Another article by Michael Ross, critical of the merits of democracy in a development context: "Is Democracy Good for the Poor?" ("American Journal of Political Science", 50 [4], October 2006: pp. 860-74).
Full text available here:
www.sscnet.ucla.edu/polisci/faculty/ross/Is%20Democracy%20Good%20-%20AJPS.pdf
Abstract: "Many scholars claim that democracy improves the welfare of the poor. This article uses data on infant and child mortality to challenge this claim. Cross-national studies tend to exclude from their samples nondemocratic states that have performed well; this leads to the mistaken inference that nondemocracies have worse records than democracies. Once these and other flaws are corrected, democracy has little or no effect on infant and child mortality rates.
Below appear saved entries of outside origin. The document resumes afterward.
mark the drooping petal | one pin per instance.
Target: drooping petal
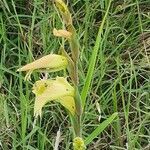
(62, 33)
(48, 90)
(51, 62)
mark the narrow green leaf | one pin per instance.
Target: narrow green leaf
(92, 63)
(100, 128)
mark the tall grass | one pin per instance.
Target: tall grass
(118, 67)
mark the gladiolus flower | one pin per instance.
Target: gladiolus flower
(62, 33)
(58, 90)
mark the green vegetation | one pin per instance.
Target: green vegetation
(114, 73)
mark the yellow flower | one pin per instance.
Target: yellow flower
(58, 90)
(62, 33)
(63, 9)
(49, 63)
(78, 144)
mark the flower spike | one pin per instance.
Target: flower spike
(58, 90)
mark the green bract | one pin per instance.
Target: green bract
(48, 90)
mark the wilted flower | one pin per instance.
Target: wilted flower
(48, 90)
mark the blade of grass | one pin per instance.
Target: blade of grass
(92, 63)
(100, 128)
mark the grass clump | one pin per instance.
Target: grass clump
(117, 82)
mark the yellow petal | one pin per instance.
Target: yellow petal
(51, 62)
(78, 144)
(62, 33)
(48, 90)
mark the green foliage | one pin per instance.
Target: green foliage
(120, 80)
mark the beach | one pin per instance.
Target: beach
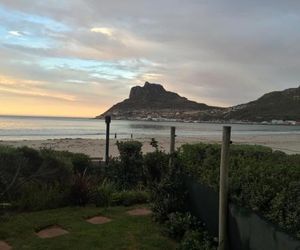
(95, 148)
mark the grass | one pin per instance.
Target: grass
(123, 232)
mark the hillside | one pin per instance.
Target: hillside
(152, 101)
(277, 105)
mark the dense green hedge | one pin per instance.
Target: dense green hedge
(264, 181)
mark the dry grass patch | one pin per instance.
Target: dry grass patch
(52, 231)
(139, 211)
(4, 245)
(98, 220)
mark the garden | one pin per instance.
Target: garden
(42, 188)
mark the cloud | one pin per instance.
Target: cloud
(104, 31)
(219, 52)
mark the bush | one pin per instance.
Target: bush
(103, 195)
(197, 240)
(36, 197)
(126, 171)
(81, 163)
(170, 195)
(80, 190)
(179, 223)
(155, 166)
(128, 198)
(262, 180)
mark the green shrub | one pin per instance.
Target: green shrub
(179, 223)
(128, 198)
(155, 166)
(170, 195)
(262, 180)
(34, 197)
(80, 190)
(197, 240)
(103, 195)
(81, 163)
(126, 171)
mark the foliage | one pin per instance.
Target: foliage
(179, 223)
(80, 190)
(103, 194)
(81, 163)
(197, 240)
(38, 179)
(35, 196)
(155, 166)
(154, 143)
(169, 195)
(128, 198)
(123, 232)
(127, 170)
(262, 180)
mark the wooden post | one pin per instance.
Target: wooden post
(223, 193)
(107, 121)
(172, 146)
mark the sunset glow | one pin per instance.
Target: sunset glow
(79, 58)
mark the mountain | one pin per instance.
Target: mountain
(277, 105)
(152, 101)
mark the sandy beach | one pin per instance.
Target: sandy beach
(289, 143)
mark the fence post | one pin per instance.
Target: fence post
(172, 146)
(107, 121)
(223, 193)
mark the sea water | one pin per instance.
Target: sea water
(37, 128)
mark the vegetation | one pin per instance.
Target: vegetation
(123, 232)
(265, 181)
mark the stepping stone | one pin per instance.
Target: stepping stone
(139, 211)
(4, 245)
(98, 220)
(51, 232)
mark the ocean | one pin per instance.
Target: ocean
(37, 128)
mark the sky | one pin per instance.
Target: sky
(79, 57)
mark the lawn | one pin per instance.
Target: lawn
(124, 231)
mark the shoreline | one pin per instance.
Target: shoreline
(95, 148)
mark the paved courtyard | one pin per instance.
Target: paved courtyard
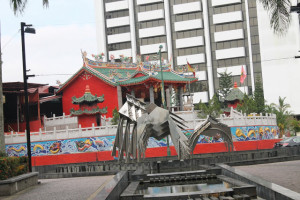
(285, 174)
(63, 189)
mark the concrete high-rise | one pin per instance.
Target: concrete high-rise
(214, 36)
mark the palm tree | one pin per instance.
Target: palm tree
(18, 6)
(282, 114)
(279, 11)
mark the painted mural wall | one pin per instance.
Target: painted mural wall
(105, 143)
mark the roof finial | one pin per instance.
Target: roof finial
(87, 89)
(235, 85)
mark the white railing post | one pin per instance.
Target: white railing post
(93, 129)
(11, 136)
(80, 130)
(54, 132)
(67, 131)
(40, 133)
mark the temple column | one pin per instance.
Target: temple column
(180, 89)
(119, 93)
(151, 91)
(168, 98)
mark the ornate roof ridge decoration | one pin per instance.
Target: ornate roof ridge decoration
(102, 76)
(89, 112)
(88, 97)
(235, 94)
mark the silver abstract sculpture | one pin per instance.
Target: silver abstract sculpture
(144, 121)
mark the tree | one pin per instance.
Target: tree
(259, 96)
(212, 108)
(278, 11)
(282, 114)
(18, 6)
(225, 84)
(279, 14)
(116, 117)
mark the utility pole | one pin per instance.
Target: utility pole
(163, 95)
(25, 77)
(2, 138)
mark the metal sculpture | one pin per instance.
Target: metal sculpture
(144, 121)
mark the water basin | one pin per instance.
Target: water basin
(181, 187)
Democracies spend more money on education and health than nondemocracies, but these benefits seem to accrue to middle- and upper-income groups."
Some excerpts: "Perhaps this helps explain why people in newly democratized countries often vote for candidates and parties associated with former dictators. A recent United Nations survey found that 54.7% of respondents in Latin America would prefer a dictatorship to a democracy, if it would help 'resolve' their economic problems".
"This finding highlights the importance of understanding why democracies perform so badly for their poorest citizens [...]. If democracy does not matter much, what political factors do?"
"[F]or those in the bottom quintiles, [democratic] political rights produced few if any improvements in their material well-being. This troubling finding contradicts the claims made by a generation of scholars."
"Correcting this bias could alter some widely held beliefs about the merits of democratic government."
Michael L. Ross is Professor in the Department of Political Science at UCLA and Director of the Center for Southeast Asian Studies.